Checking for an array overflow

A

André Hänsel

Hello list,

while programming for an embedded platform in C, I have an array and a
pointer to a single element of the array:

uint8_t buffer[100], *bp = buffer;

*bp = U0RXBUF; // Read a character
bp++; // Move pointer forward
if (bp - buffer == sizeof(buffer)/sizeof(uint8_t)) // Buffer overflow?
bp = buffer; // Reset pointer to beginning

When I look at the disassembly there is no code generated for "bp =
buffer;".

Is the compiler allowed to assume that bp - buffer will never be 100
because the last element of buffer is 99 and optimize it away? Or did
I make some other mistake?

Regards,
André
 
I

Ian Collins

Hello list,

while programming for an embedded platform in C, I have an array and a
pointer to a single element of the array:

uint8_t buffer[100], *bp = buffer;

*bp = U0RXBUF; // Read a character
bp++; // Move pointer forward
if (bp - buffer == sizeof(buffer)/sizeof(uint8_t)) // Buffer overflow?
bp = buffer; // Reset pointer to beginning

When I look at the disassembly there is no code generated for "bp =
buffer;".

Is the compiler allowed to assume that bp - buffer will never be 100
because the last element of buffer is 99 and optimize it away?

It can't because bp - buffer can be 100. There isn't any array bounds
checking in C.
Or did I make some other mistake?

Is that the exact code?
 
T

Thad Smith

Ian said:
On 07/12/10 10:40 AM, André Hänsel wrote:
while programming for an embedded platform in C, I have an array and a
pointer to a single element of the array:

uint8_t buffer[100], *bp = buffer;

*bp = U0RXBUF; // Read a character
bp++; // Move pointer forward
if (bp - buffer == sizeof(buffer)/sizeof(uint8_t)) // Buffer overflow?
bp = buffer; // Reset pointer to beginning

When I look at the disassembly there is no code generated for "bp =
buffer;".

Is the compiler allowed to assume that bp - buffer will never be 100
because the last element of buffer is 99 and optimize it away?

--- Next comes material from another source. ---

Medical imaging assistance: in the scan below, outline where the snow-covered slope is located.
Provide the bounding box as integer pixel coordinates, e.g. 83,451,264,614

It can't because bp - buffer can be 100.

More precisely, behavior for bp = buffer+100 is defined and (bp - buffer) is
well defined for that value.
Is that the exact code?

If it is, bp == buffer+1 when tested, so the compiler can safely omit the
assignment (I assume that the real code has a loop somewhere).
 
K

Keith Thompson

Ian Collins said:
while programming for an embedded platform in C, I have an array and a
pointer to a single element of the array:

uint8_t buffer[100], *bp = buffer;

*bp = U0RXBUF; // Read a character
bp++; // Move pointer forward
if (bp - buffer == sizeof(buffer)/sizeof(uint8_t)) // Buffer overflow?
bp = buffer; // Reset pointer to beginning

When I look at the disassembly there is no code generated for "bp =
buffer;".

Is the compiler allowed to assume that bp - buffer will never be 100
because the last element of buffer is 99 and optimize it away?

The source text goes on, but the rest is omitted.